Yes, that's correct.

The algorithm I just gave demonstrates that it can always be
done with three changes, and it is quite straightforward to
prove that it cannot be done with two changes when n>3.

Suppose for n>3 it can be done with two changes a and b.
Clearly the extent has to be of the form ababababab... as
two consecutive instances of the same change would
immediately be false.  This means that the touch will be
twice the order of the permutation ab.  The higest order
permutation is when you have several co-primed sized cycles.
E.g. on 7 bells, a 4 and a 3 cycle giving ab order 12 and a
24 row touch; an example being changes 145 and 7.  This
value is given by Landau's function

  http://en.wikipedia.org/wiki/Landau's_function

and it's quite easy to show that this rises more slowly than
n!.


Don Morrison wrote:

> Can it be reduced to two with jump changes?

Alexander Holroyd replied:

> I seem to remember hearing that on any number, the extent
> can be produced by 213456...n and the jump change
> 23456...n1 (Obviously the group is generated by these two,
> but I am talking about an actual extent).

This sounds highly plausible but scanning the mathematical
literature that I have to hand, this seems not to be proven.
The topic is mentioned briefly in volume 4A, chapter 7.2.1.2
of Knuth's "The Art of Computer Programming".  I've put an
early pre-print of that section here:

  <http://www.ex-parrot.com/~richard/papers/fasc2b.ps>.

Knuth quotes several relevant results [pages 21-2 in the
pre-print]:

| Nijenhuis and Wilf [Combinatorial Algorithms (1975),
| Exercise 5] noticed that all permutations can be generated
| for n = 4 if we replace a_1 a_2 a_3 ... a_n at each step
| by either a_2 a_3 ... a_n a_1 or a_2 a_1 a_3 ... a_n, and
| they wondered whether such a method exists for all n.

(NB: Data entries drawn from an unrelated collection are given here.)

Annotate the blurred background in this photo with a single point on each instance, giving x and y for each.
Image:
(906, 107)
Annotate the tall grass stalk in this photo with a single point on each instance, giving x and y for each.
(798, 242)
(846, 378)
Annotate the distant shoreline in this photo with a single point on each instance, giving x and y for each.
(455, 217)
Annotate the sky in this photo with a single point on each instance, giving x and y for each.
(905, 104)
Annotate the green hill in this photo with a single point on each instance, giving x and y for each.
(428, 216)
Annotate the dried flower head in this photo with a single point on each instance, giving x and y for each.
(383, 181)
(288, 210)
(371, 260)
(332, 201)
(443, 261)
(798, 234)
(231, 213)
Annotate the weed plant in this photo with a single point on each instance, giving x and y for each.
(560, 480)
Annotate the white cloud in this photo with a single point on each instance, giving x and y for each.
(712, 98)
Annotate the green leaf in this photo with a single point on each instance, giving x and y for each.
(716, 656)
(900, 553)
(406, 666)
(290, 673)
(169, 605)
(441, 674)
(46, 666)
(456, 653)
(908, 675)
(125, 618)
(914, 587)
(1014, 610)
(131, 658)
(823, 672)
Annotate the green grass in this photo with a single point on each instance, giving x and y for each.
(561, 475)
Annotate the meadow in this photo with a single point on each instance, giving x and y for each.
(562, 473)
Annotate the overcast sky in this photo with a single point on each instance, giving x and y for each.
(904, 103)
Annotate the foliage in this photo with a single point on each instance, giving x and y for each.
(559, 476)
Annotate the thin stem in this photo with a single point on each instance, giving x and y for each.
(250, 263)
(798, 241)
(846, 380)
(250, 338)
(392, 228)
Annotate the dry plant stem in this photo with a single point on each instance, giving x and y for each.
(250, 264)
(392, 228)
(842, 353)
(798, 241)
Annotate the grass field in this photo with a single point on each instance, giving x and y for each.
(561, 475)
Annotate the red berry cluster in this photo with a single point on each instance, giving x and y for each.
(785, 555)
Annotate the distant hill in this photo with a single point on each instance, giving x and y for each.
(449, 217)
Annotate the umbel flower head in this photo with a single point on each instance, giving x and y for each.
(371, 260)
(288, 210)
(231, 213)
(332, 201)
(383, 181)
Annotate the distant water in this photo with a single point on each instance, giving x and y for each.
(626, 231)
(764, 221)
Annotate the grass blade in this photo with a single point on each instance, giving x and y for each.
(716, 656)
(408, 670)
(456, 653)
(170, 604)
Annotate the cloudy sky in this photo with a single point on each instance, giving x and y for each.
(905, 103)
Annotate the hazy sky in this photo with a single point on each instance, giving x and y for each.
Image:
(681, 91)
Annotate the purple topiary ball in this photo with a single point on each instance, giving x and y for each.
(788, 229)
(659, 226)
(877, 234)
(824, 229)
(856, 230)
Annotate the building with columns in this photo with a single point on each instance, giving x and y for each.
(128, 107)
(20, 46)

| Ruskey, Jiang and Weston [Discrete Applied Math. 57
| (1995), 75-83] undertook an exhaustive search in the
| sigma-tau graph for n = 5 and discovered that it has
| five essentially distinct Hamiltonian circuits.  They also
| found a Hamiltonian path for n = 6.

(The sigma-tau graph to which they refer is simply the
Cayley graph of the jump change, sigma = 234...n1, and the
ordinary change, tau = 2134...n.)

| R.C. Compton and S.G. Williamson [Linear and Multilinear
| Algebra 35 (1993), 237-293] have proved that Hamiltonian
| circuits exist for all n if the three generators, sigma,
| sigma-inverse and tau are allowed instead of just sigma
| and tau.

That all sounds to me as though it is mere conjecture that
the changes 2134...n and 234...n1 can produce an extent.